You can read my general thoughts here and here.
As I argued in my third post on the topic, I don't think that our children's physical safety is affected by which bathroom gender nonconformists use.
Now I want to talk about emotional and spiritual safety.
Let me start out by saying that privacy matters. Locker rooms and urinals present real logistical challenges, particularly in schools, and if institutions cannot meet those challenges in a way that provides sufficient privacy for everyone, that's a problem. A really big problem.
But I'm confident that those challenges are surmountable, precisely because of all the horror stories I've read about the emotional harm these policies inflict on children.
You see, almost every one of those anecdotes tells a story about an institution creatively and successfully making the changes necessary to give everyone privacy.
But that wasn't good enough. The authors of those anecdotes didn't just want to protect kids from indecent exposure, but also from the very idea that some people have complicated gender identities.
The problem is, we can't actually do that.
If your child is aware enough ask you why there's a man in the ladies room, you can bet that she's also aware enough to be perplexed by gender ambiguity in any context. Bathrooms have nothing to do with it.
As parents, we have just two choices: talk about it, or don't talk about it.
Talking about it can be scary, but not talking about it is what's dangerous.

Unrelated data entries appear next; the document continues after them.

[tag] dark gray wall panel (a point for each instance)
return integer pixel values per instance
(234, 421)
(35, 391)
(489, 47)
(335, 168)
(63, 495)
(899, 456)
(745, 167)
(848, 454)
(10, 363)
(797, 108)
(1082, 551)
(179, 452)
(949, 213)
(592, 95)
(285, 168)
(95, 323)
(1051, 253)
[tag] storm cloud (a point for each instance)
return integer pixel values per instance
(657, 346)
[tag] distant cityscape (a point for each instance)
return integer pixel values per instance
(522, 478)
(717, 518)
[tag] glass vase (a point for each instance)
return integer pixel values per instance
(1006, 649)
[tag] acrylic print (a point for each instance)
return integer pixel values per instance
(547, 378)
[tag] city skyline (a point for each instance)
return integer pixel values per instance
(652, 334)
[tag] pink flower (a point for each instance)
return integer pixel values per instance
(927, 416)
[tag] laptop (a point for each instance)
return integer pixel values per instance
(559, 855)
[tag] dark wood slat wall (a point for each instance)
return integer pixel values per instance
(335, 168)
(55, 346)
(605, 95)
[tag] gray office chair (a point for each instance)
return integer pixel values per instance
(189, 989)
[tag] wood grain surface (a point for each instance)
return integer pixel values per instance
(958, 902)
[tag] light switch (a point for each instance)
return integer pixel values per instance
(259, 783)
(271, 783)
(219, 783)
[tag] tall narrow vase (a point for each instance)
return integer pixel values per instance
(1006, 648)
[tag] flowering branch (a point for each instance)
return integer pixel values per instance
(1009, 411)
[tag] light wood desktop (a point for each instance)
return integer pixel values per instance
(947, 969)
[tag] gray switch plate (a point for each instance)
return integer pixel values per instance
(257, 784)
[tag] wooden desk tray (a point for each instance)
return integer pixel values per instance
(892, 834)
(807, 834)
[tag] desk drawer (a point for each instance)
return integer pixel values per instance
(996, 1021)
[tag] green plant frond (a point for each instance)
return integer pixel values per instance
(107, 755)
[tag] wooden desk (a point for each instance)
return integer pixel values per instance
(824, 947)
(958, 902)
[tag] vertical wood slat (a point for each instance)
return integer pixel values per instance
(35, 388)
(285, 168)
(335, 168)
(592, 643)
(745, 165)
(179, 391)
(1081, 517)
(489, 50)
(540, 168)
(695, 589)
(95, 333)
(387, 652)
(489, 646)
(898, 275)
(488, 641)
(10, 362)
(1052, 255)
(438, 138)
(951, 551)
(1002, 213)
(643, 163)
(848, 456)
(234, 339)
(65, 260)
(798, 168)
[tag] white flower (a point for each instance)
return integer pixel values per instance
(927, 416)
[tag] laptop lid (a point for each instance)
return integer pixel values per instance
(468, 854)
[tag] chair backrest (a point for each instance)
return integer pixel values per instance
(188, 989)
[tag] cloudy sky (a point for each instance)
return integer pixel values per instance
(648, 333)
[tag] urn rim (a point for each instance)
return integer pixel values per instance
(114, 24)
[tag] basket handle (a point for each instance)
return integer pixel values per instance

If we let our fear keep us from talking with our kids about these things, we will lose the opportunity to guide them through whatever ethical decisions they may face. Statistically speaking, any one of our kids is unlikely to face tough decisions about his or her own gender, but each of them will almost certainly face decisions about how to respond to peers who don't fit into tidy gender categories. And almost all of our kids will face decisions about bullying.
As I look back on my own childhood, I'm haunted by my cowardice; cowardice rooted in confusion. I didn't know what to do, so I stood by and didn't do anything at all.
I want to spare my kids that kind of guilt. I want to make sure that I'm alert and present to teach them how to love people they don't understand. Even people that they suspect of bad choices.
And if any of my kids do struggle with gender, I definitely want them to talk with me about it.
We cannot protect our children from finding out that they live in a complicated world, but by the grace of God, perhaps we can equip them to live wisely and well, and above all to love. At any rate, we have to try. We must not fail to keep watch over their souls.